Volatile feed costs and extreme weather events are contributing to greater economic risk and precarity throughout much of the United States dairy industry. These challenges have prompted dairy farmers to seek ways to reduce feed imports without compromising milk production. For organic dairy farmers, the need to produce more homegrown forage is exacerbated by the high cost and limited supply of organic feed. Integrating winter cereals for forage as part of a double-cropping system is a potential solution, but increasing the amount of forage in dairy cow rations can reduce milk production if the forages are not managed for optimal quality.
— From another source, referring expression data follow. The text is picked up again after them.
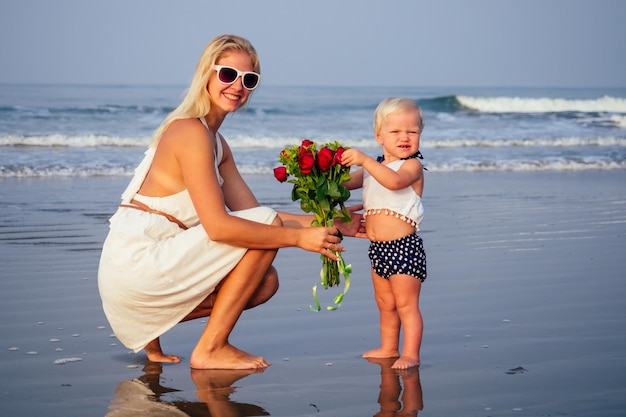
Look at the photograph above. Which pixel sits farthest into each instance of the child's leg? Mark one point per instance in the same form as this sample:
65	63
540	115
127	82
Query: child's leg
406	291
389	320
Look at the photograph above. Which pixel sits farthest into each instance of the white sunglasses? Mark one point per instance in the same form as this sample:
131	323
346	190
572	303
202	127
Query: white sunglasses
228	75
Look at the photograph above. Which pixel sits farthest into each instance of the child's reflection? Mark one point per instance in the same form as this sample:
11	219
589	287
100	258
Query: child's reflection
142	396
393	400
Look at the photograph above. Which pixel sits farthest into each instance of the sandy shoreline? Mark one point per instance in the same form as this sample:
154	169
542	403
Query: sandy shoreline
524	309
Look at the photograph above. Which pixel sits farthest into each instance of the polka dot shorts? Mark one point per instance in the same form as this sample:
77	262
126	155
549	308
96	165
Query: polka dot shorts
402	256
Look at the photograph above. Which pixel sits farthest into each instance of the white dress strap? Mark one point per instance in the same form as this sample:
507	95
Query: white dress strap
140	175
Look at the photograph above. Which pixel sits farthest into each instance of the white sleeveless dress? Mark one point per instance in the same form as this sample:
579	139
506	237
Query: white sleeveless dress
152	272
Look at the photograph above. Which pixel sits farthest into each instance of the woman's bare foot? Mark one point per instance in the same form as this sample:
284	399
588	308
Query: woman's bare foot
226	357
381	353
155	353
404	362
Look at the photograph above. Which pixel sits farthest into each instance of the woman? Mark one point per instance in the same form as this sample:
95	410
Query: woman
189	239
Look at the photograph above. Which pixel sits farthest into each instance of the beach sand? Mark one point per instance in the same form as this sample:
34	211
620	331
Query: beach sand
524	310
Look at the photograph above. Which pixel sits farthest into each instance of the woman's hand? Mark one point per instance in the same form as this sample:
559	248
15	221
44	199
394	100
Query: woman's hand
356	228
324	240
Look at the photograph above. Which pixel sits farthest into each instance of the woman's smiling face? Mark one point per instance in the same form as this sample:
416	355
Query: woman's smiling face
229	98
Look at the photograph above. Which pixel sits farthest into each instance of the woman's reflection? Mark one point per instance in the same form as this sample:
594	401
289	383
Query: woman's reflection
393	400
143	396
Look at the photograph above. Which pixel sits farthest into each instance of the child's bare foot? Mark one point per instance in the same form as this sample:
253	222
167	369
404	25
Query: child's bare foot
226	357
381	353
155	353
404	362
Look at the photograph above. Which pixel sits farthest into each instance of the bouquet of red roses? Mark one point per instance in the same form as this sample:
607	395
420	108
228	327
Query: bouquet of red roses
317	177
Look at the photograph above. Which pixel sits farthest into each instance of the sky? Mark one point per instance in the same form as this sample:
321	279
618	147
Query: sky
509	43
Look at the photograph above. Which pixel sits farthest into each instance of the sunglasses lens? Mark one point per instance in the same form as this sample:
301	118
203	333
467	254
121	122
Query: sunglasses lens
227	75
250	81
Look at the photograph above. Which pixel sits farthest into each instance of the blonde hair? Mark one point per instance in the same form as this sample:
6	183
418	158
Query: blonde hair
392	105
197	102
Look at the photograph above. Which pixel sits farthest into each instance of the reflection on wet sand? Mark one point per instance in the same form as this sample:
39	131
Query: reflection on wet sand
400	394
393	399
143	396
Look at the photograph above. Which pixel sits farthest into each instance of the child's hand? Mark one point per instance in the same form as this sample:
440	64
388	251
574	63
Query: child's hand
353	157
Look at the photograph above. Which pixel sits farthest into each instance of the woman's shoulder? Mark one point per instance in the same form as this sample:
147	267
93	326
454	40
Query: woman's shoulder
186	131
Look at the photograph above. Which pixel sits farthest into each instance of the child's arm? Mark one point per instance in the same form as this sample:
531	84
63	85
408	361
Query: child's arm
408	174
356	180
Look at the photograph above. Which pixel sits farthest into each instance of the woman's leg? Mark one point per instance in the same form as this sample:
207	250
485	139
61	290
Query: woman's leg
213	350
264	292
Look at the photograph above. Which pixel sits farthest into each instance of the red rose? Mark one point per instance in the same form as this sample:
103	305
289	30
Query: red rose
280	173
306	162
338	153
325	158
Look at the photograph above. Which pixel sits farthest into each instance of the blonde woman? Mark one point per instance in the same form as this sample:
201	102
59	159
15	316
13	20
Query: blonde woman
190	239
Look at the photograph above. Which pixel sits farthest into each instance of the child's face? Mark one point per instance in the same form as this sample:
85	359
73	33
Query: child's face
399	135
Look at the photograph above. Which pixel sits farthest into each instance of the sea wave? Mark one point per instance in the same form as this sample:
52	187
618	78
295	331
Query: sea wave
83	141
270	142
604	104
252	169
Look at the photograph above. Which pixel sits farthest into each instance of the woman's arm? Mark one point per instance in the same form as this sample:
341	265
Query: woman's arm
193	149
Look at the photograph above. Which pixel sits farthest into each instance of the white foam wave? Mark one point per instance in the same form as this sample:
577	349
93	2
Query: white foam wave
269	142
30	172
529	143
542	105
86	141
251	169
619	121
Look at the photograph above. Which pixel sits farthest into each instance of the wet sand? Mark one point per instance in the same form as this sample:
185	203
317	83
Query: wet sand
524	311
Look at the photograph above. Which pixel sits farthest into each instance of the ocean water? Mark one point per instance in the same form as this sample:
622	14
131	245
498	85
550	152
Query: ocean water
71	130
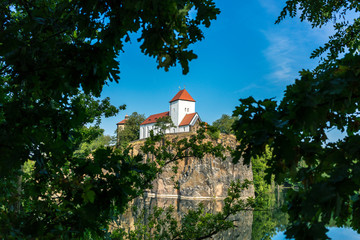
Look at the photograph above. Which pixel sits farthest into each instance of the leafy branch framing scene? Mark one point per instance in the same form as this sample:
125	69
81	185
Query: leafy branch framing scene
273	166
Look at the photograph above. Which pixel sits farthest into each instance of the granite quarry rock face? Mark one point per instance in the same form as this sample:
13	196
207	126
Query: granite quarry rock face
206	178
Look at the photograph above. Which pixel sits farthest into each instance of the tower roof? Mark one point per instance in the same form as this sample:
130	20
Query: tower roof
153	118
182	95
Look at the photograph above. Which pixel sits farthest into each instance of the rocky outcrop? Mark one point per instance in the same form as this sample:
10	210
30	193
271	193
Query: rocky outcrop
206	178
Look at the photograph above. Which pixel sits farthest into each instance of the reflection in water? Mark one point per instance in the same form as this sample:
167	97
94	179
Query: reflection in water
249	224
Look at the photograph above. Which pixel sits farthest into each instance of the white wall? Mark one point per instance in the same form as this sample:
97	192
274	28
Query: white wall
179	109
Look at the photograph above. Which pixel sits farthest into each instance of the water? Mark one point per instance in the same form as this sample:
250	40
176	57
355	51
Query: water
334	233
251	225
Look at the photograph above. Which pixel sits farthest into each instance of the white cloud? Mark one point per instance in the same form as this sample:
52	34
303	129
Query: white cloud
271	6
289	48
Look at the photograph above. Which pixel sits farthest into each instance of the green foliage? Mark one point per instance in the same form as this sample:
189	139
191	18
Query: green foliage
170	150
55	57
131	131
195	224
213	132
99	140
296	128
224	124
262	187
162	124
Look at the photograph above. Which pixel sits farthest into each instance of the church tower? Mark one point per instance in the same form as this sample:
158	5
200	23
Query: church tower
181	104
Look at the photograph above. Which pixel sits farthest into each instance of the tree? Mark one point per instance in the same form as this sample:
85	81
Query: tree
296	128
131	130
100	140
224	124
55	56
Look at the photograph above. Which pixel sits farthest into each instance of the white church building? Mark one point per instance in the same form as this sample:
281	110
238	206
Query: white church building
182	113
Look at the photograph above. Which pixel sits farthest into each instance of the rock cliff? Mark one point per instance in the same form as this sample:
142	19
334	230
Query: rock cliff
206	178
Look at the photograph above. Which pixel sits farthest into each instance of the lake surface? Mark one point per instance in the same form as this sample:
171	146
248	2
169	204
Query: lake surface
251	225
334	233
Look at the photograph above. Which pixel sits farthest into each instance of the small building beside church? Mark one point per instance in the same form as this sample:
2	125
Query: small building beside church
182	113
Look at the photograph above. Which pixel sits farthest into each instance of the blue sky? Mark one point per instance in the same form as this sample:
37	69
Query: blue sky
243	54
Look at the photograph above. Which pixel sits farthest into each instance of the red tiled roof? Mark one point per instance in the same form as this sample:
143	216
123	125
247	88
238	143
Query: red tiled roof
153	118
187	119
182	95
121	122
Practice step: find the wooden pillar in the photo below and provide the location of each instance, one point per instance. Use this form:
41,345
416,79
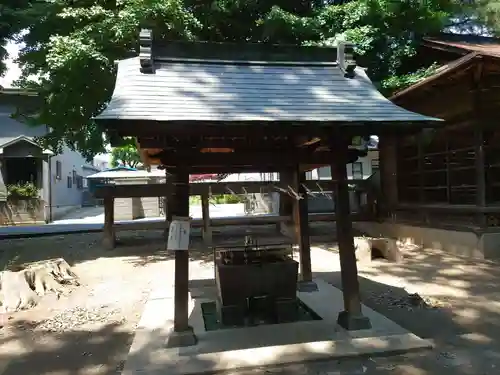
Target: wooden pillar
480,174
301,226
167,201
479,85
351,318
108,239
285,202
205,212
388,157
183,334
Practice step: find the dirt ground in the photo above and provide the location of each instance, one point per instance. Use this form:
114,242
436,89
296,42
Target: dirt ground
89,331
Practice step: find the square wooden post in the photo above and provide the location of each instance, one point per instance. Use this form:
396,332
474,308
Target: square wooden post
205,212
351,318
285,202
108,234
182,334
168,201
301,223
480,175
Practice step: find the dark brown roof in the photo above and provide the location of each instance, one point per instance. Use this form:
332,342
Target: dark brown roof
464,44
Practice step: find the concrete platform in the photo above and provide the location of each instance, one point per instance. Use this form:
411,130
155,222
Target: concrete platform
265,345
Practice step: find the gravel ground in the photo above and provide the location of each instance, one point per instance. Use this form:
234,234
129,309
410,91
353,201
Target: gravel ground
450,300
90,328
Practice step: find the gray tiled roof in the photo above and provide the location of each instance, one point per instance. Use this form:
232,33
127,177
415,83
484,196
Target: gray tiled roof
11,129
232,91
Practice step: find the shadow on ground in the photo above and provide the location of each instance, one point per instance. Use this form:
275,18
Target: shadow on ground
75,352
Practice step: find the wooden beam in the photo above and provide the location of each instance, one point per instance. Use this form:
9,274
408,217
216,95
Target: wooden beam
239,221
215,188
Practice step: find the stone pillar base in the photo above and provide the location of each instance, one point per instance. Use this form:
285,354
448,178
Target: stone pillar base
181,339
307,286
352,322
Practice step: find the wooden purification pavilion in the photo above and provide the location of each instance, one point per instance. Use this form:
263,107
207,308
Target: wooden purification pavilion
223,108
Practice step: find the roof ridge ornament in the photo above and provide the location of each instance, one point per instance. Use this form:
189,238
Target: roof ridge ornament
146,51
345,58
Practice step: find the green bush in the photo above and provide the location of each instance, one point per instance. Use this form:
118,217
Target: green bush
26,190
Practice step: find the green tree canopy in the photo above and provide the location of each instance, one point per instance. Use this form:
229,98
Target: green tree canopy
71,45
126,155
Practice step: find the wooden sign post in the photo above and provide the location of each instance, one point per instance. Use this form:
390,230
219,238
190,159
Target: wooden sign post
179,234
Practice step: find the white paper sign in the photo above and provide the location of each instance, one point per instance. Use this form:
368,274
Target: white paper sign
178,235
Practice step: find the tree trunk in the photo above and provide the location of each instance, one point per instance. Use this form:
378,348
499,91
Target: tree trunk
23,288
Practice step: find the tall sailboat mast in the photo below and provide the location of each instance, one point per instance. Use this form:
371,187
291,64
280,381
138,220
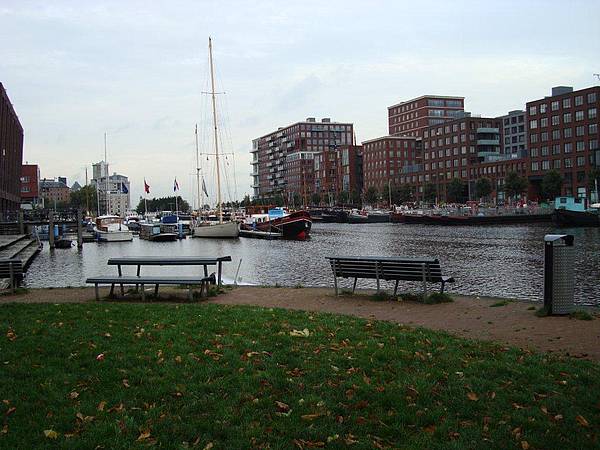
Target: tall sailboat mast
212,93
200,196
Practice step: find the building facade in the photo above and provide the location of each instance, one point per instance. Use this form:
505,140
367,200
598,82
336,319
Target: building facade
563,136
11,155
113,191
413,117
283,160
391,161
54,192
30,184
514,134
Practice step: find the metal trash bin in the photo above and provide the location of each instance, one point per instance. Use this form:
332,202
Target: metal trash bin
559,273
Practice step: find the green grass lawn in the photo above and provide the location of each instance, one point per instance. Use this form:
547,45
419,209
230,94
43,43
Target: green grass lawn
179,376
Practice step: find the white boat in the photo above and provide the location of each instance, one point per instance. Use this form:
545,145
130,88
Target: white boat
220,229
111,229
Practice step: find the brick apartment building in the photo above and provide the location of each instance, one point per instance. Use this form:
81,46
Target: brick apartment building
413,117
11,155
283,160
338,170
391,160
30,184
563,135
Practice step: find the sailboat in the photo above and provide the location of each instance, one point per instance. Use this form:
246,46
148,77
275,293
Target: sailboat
221,229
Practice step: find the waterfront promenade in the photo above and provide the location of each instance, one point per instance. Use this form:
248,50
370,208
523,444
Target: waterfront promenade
512,323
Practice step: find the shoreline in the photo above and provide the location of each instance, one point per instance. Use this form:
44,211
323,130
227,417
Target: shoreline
506,322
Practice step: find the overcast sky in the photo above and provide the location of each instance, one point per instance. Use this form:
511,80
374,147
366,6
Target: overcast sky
136,70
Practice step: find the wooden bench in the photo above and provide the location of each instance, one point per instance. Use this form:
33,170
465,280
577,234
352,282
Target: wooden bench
203,282
388,269
12,269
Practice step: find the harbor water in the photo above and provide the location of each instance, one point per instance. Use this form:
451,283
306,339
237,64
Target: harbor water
503,261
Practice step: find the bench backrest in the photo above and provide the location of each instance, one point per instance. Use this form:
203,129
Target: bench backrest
5,269
407,269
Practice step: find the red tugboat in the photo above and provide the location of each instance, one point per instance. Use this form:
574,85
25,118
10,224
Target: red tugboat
295,225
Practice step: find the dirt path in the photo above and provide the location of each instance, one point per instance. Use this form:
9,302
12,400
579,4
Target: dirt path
512,324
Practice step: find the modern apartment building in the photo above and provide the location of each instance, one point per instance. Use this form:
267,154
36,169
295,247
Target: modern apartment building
392,160
458,149
11,155
413,117
563,135
514,134
283,160
338,170
30,184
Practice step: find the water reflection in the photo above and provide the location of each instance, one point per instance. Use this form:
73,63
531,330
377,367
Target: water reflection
494,261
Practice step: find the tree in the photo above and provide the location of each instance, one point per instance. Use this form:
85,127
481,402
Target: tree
343,197
429,192
483,187
316,198
551,185
514,185
371,195
84,198
455,191
404,194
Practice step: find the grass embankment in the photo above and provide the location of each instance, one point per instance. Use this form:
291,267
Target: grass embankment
240,377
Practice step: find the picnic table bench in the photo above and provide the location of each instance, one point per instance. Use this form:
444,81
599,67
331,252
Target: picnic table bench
11,268
396,269
202,280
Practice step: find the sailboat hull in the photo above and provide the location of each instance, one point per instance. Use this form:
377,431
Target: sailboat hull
218,230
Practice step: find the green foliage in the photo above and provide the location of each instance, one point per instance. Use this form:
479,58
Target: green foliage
163,204
483,187
551,185
315,199
179,376
371,195
514,184
429,192
455,191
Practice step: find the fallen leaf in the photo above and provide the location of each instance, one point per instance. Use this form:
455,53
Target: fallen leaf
472,396
582,421
51,434
300,333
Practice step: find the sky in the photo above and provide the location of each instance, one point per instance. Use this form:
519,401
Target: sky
137,70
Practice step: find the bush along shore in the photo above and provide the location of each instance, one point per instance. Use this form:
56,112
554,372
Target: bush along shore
179,375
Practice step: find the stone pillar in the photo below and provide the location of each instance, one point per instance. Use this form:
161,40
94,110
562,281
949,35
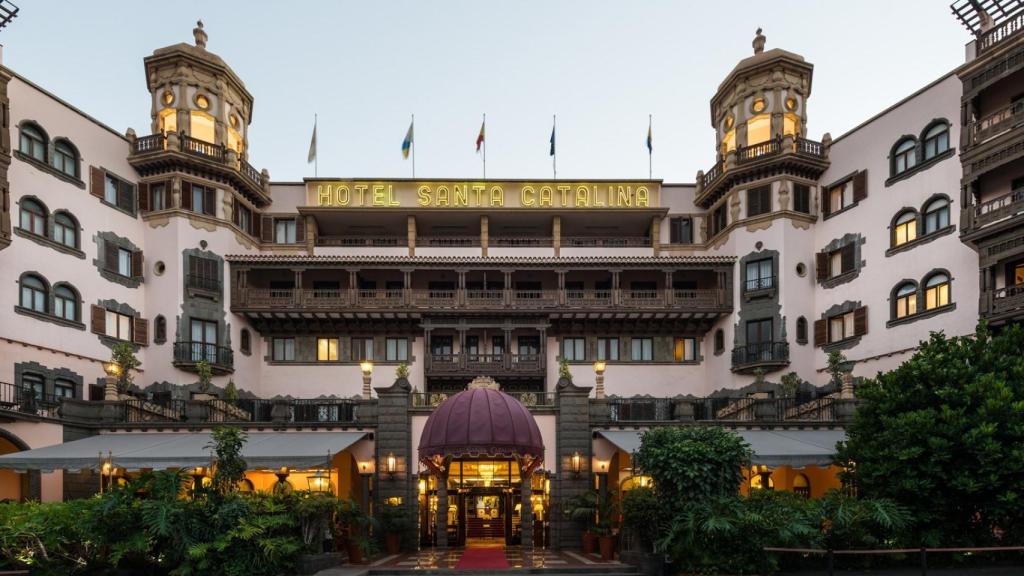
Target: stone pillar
394,436
572,436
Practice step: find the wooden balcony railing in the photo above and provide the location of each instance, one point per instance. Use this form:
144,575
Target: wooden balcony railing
426,298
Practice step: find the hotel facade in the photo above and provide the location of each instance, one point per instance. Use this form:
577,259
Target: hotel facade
667,303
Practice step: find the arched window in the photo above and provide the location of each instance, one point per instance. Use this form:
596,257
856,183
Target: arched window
33,141
65,230
936,139
936,290
904,156
936,215
66,158
905,228
33,216
33,292
906,300
66,302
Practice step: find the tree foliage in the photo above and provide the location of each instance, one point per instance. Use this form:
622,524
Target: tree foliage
943,435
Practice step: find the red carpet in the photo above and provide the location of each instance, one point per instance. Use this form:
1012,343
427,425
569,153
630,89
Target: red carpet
482,559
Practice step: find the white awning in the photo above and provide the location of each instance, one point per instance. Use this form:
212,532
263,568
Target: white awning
134,451
772,448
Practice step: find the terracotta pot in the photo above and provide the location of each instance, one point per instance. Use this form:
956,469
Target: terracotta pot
589,542
607,544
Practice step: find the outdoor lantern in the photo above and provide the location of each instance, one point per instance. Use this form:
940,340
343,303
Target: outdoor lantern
576,462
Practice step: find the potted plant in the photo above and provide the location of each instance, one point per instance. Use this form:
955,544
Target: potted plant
583,508
394,521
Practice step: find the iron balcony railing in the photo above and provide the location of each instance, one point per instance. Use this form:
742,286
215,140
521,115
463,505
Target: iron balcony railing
760,353
193,353
832,408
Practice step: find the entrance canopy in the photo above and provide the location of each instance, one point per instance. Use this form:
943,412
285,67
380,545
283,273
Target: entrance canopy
134,451
771,448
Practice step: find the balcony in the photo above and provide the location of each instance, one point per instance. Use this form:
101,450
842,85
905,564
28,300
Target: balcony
156,152
832,409
805,155
188,354
767,356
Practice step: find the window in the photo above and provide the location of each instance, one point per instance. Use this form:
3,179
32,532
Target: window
64,388
642,350
327,350
936,215
906,228
841,327
33,293
363,348
802,198
284,231
936,140
936,291
396,350
284,350
574,350
33,217
66,302
33,141
906,300
681,231
66,158
685,350
903,156
759,275
118,325
65,230
758,201
119,193
607,348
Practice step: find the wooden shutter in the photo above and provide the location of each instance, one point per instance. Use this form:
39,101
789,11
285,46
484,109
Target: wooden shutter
98,320
143,197
820,332
266,234
860,321
821,265
136,263
111,255
860,186
96,181
209,201
186,195
140,331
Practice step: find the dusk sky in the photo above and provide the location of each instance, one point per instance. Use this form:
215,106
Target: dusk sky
601,67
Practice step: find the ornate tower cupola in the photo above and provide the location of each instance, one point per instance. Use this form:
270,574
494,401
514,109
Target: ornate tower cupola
201,113
760,118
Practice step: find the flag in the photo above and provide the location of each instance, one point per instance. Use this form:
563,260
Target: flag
312,146
407,144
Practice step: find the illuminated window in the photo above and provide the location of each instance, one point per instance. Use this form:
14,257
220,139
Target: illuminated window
936,291
202,126
327,350
906,229
758,129
906,300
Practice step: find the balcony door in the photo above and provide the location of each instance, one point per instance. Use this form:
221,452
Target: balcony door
204,340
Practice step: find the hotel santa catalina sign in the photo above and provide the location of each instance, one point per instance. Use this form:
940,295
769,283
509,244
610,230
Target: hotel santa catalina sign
482,194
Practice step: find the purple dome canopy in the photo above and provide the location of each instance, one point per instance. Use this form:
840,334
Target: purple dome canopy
481,422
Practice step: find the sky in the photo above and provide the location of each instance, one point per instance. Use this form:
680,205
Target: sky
602,67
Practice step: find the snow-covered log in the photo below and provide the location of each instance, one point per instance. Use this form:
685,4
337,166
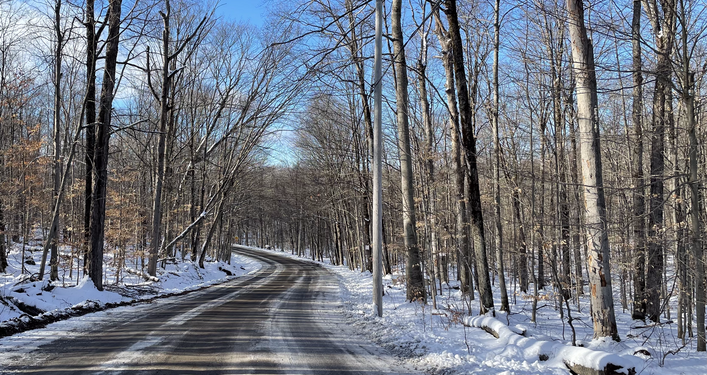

Organically managed field experiments in Maryland (MD) and New York (NY) were conducted to address two primary objectives: (1) determine the yield and quality of winter cereals—four cultivars each for barley (Hordeum vulgare L.), cereal rye (Secale cereale L.), and triticale (× Triticosecale Wittm. ex A. Camus.)—grown as forage and harvested at different crop growth stages, and (2) evaluate the trade-offs between yield and quality in relation to winter cereal phenology and harvest date. Mean yield at a commonly harvested growth stage, swollen boot (Zadoks 45), was 1.3, 2.2, and 2.2 Mg ha−1 in MD and 1.8, 2.5, and 2.9 Mg ha−1 in NY for barley, cereal rye, and triticale, respectively. Mean relative forage quality (RFQ) at the same growth stage was 180, 158, and 163 in MD and 179, 156, and 157 in NY for the three species. Overall, cereal rye reached swollen boot stage the earliest, barley produced the highest RFQ and retained high quality the longest, and cereal rye and triticale produced the highest yields. Based on these results, farmers should consider barley cultivars if quality is the priority and winter-hardiness is not a concern; cereal rye cultivars if an early harvest is most important; and triticale cultivars if greater harvest schedule flexibility would be most valuable. These findings can be used to better meet the needs of dairy farmers, enhance double-cropping system performance, and improve the synchronization of harvest timing with the specific needs of lactating dairy cows, dry cows, heifers, and calves.